2. Exclusive Cultural Redress - Statutory Vesting
This redress will give ownership of the following properties to Ngāti Maru and Ngāti Tamaterā.
The Ruahine Scenic Reserve (26.57 ha) will be vested to Ngāti Maru
The Rangitawhiri site (16.25 ha) and Te Rohu (0.28 ha) will be vested to Ngāti Tamaterā
3. Exclusive Commercial Redress (Rights of First Refusal)
Otherwise known as Right of First Refusal (or RFR’s), this redress gives Hauraki iwi the right purchase the following Crown owned properties if they become surplus to the Crown’s needs within the next 177 years:
Exclusive RFR to Ngāti Whanaunga to purchase the Tryphena Hall Local Purpose Reserve (Land Only) (1.1750 ha)
Shared RFR’s with Ngāti Maru, Ngāti Tamaterā and Te Patukirikiri to the following properties; Komahunga Conservation Area (7.6760 ha), Harataonga Scenic Reserve (264.4292 ha), Wairahi Forest Sanctuary (477.1587 ha), Okupu Conservation Area (14.6015 ha), Oruawharo Creek Recreation Reserve (0.6076 ha), Oruawharo Creek Government Purpose Reserve (6.1629 ha), Pa Point Recreation Reserve (2.6450 ha), Ruahine North Conservation Area (57.7863 ha), Ruahine South Conservation Area (32.3748 ha), Shoal Bay Conservation Area (0.2053 ha), Tryphena Scenic Reserve (428.0561 ha), Medlands Wildlife Management Reserve (9.7842 ha), Te Atamira Scenic Reserve (0.8093 ha), Oruawharo Marginal Strip (27.1000 ha), Rosalie Bay Marginal Strip (1.4080 ha), Sandy Bay Marginal Strip (0.8050 ha)
4. Statements of Association, Statutory Acknowledgements and Deeds of Recognition
These types of non-exclusive redress can be offered to multiple iwi including Ngātiwai. This redress applies to sites of significance such as rivers, lakes, mountains, wetlands and coastal areas etc, where land is owned by the Crown. This type of redress acknowledges the Hauraki iwi statements of association on and around Aotea.

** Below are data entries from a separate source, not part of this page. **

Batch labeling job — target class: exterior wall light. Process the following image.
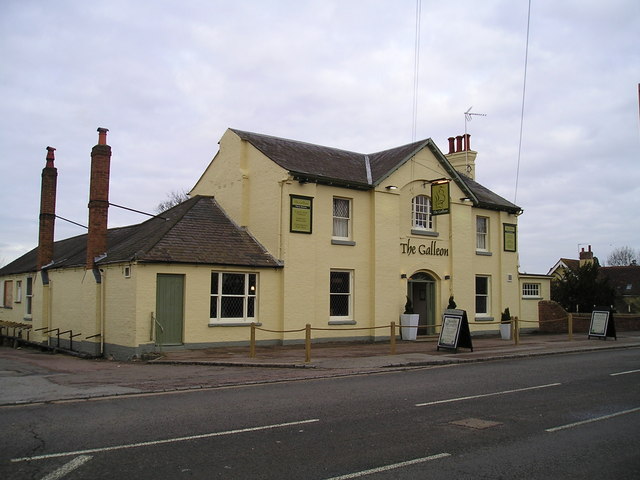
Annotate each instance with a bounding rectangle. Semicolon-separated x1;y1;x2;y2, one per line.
386;185;398;190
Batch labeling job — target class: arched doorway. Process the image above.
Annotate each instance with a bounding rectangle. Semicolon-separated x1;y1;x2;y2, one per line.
408;272;436;335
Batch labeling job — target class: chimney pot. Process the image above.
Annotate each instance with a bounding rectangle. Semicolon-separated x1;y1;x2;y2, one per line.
97;127;109;145
464;133;471;151
45;146;56;168
447;137;455;154
455;135;463;153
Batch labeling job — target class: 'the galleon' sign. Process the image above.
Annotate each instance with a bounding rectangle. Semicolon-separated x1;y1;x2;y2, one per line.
400;238;449;257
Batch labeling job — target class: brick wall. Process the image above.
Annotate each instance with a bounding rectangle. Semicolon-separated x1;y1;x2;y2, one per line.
538;300;640;333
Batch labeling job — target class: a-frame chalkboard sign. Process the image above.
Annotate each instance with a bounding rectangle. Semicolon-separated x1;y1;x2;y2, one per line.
437;309;473;352
588;307;616;340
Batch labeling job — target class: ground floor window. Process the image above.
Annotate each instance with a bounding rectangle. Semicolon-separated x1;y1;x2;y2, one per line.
25;277;33;316
522;282;540;298
2;280;13;308
475;275;490;316
210;272;256;322
330;270;352;320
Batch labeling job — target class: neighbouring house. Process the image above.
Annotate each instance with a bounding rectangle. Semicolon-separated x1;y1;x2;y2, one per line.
547;245;640;313
0;127;551;359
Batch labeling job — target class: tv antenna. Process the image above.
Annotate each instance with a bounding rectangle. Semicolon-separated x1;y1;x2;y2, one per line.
463;106;487;174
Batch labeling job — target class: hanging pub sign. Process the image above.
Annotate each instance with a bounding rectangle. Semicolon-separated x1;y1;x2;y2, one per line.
290;195;313;234
503;223;517;252
588;307;616;340
437;309;473;352
431;181;450;215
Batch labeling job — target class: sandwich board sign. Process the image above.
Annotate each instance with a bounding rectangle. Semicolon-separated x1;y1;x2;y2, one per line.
588;307;616;340
437;309;473;352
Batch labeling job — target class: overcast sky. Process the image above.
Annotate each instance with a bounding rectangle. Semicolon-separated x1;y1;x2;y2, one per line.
1;0;639;274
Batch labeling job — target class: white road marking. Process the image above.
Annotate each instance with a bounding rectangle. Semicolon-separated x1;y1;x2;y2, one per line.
322;453;451;480
12;419;320;463
415;383;561;407
545;406;640;432
610;369;640;376
40;455;92;480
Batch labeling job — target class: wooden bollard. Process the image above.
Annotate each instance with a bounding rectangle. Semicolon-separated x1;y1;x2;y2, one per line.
305;324;312;363
390;322;396;355
250;323;256;358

It is the Board’s view that this type of redress gives Hauraki iwi a modern form of mana whenua status in that this redress enhances their ability to participate and influence Resource Management and Department of Conservation management processes within the Ngātiwai rohe.

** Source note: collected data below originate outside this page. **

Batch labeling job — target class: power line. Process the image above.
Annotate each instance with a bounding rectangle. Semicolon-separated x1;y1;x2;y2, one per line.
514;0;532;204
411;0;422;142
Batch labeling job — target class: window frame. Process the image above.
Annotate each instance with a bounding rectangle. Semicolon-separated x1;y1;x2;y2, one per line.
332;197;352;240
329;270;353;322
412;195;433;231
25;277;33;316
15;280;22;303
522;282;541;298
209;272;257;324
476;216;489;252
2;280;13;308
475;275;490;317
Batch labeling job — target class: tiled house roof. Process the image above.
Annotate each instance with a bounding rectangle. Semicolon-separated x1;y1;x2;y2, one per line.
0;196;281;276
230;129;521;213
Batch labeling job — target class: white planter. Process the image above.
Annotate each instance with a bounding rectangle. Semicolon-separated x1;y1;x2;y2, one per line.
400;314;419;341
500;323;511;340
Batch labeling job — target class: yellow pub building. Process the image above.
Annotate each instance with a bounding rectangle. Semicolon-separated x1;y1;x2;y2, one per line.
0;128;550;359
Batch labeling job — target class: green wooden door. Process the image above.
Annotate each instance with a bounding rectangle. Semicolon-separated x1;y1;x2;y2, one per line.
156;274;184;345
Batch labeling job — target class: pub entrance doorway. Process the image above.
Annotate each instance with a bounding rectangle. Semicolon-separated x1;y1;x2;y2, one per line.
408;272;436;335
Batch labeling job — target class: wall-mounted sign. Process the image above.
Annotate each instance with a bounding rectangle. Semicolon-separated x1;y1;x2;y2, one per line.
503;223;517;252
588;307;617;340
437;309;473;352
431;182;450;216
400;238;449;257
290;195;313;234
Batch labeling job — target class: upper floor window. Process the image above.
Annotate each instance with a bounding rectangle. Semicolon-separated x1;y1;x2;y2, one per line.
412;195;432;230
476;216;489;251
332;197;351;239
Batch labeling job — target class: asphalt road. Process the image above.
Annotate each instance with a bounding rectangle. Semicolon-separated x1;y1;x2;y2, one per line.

One example is that Ngāti Tamaterā and Ngāti Maru will have influence over the Whangapaoa Conservation Area, despite not being hau kainga on the island.
The Board feels this undermines the mana whenua status of the hau kainga of the Island and gives Hauraki recognition, status and influence over Aotea that is inconsistent with tikanga.
There are also other redress options being offered to Hauraki such as protocols and fisheries quota right of first refusal. An example of a protocol redress is the establishment of a process for determining ownership or export of any taonga tuturu found on or around Aotea.
Essentially all of this cultural redress gives the iwi of Hauraki legal rights and influence at a Crown and local Council level, that they do not hold under tikanga māori. In the world of Te Ao Maori, this effectively gives them mana whenua status which Ngātiwai say has never existed for the iwi of Hauraki on Aotea.